Valorisation d’hydrogène fatal par pile à combustible

Le projet ClearGen permet de produire de l’électricité à partir de l’hydrogène coproduit par la SARA (Société Anonyme de la Raffinerie des Antilles) dans sa raffinerie de Martinique. Porté par HDF Energy (Hydrogène de France Energy), en partenariat avec la SARA, le laboratoire ICMCB/CNRS, Ballard Power Systems Europe et JEMA, ce projet a pour but d’exploiter de manière industrielle de l’hydrogène pour produire de l’électricité avec une pile à combustible de grande puissance (1 MW). Financé à hauteur de 10 millions d’euros conjointement par le FCH JU (Fuel Cells and Hydrogen Joint Undertaking) de l’Union Européenne et la SARA, il consiste en la récupération de l’hydrogène non valorisé et initialement brûlé en torchère, pour produire de l’électricité.

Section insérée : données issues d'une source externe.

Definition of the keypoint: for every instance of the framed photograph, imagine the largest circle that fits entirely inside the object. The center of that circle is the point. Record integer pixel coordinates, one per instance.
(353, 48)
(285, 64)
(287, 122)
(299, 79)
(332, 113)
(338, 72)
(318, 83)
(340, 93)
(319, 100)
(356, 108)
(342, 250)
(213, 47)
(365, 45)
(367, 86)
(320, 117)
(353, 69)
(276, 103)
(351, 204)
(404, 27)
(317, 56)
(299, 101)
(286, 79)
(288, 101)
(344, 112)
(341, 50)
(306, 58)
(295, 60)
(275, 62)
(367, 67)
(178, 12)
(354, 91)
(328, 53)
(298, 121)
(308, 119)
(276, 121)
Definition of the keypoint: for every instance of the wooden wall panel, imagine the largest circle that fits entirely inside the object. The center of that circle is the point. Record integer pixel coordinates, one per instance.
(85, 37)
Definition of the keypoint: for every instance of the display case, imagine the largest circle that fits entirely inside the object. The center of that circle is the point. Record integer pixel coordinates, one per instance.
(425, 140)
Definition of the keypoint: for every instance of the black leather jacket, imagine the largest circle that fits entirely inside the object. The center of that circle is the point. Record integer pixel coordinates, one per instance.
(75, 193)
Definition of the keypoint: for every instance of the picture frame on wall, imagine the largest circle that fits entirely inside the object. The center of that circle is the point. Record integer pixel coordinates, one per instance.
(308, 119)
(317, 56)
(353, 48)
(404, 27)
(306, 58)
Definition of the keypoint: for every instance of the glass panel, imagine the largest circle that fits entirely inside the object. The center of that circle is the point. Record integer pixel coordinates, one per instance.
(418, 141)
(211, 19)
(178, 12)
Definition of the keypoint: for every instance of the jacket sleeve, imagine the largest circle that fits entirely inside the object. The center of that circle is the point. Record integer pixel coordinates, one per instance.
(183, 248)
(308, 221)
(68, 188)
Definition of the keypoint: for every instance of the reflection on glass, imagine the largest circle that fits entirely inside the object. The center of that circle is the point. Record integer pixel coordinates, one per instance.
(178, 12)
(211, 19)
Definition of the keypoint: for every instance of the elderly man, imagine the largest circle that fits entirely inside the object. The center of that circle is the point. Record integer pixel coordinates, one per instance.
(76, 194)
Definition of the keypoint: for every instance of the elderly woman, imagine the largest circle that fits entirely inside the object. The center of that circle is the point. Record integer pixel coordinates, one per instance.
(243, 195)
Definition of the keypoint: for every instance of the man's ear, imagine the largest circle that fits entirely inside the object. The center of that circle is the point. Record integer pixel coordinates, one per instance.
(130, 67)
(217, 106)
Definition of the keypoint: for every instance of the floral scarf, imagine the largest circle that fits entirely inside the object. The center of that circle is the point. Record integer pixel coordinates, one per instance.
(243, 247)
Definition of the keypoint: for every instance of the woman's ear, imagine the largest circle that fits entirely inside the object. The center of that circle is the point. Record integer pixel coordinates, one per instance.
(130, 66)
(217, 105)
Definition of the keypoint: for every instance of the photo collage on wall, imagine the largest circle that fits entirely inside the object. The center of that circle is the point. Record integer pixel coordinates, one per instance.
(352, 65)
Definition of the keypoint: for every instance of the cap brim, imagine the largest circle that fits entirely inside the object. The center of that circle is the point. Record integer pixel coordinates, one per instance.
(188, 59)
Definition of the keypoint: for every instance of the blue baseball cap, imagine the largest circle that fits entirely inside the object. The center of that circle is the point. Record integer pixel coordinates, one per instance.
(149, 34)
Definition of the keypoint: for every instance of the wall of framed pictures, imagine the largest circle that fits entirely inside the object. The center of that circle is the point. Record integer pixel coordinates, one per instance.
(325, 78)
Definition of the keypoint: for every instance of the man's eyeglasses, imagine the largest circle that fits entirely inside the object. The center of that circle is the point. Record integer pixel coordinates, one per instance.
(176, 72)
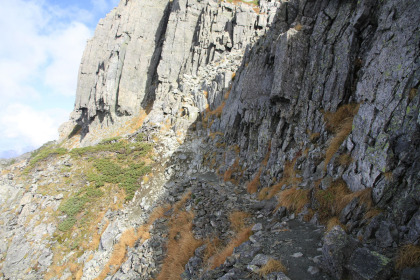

Celle-ci est vendue sur le réseau martiniquais à EDF SEI à travers un contrat d’achat de 15 ans. Le succès de l’intégration de cette technologie dans un contexte industriel très complexe et règlementé qu’est celui d’une raffinerie SEVESO ouvre un champ de possibilités pour la valorisation des sous produits issus des industries chimiques et pétrolières à grande échelle, notamment aux membres du consortium européen. HDF Energy a par ailleurs annoncé, le 10 décembre dernier, la construction à Bordeaux de la première usine de fabrication de piles à combustible de forte puissance, qui permettront de multiplier les projets de type ClearGen.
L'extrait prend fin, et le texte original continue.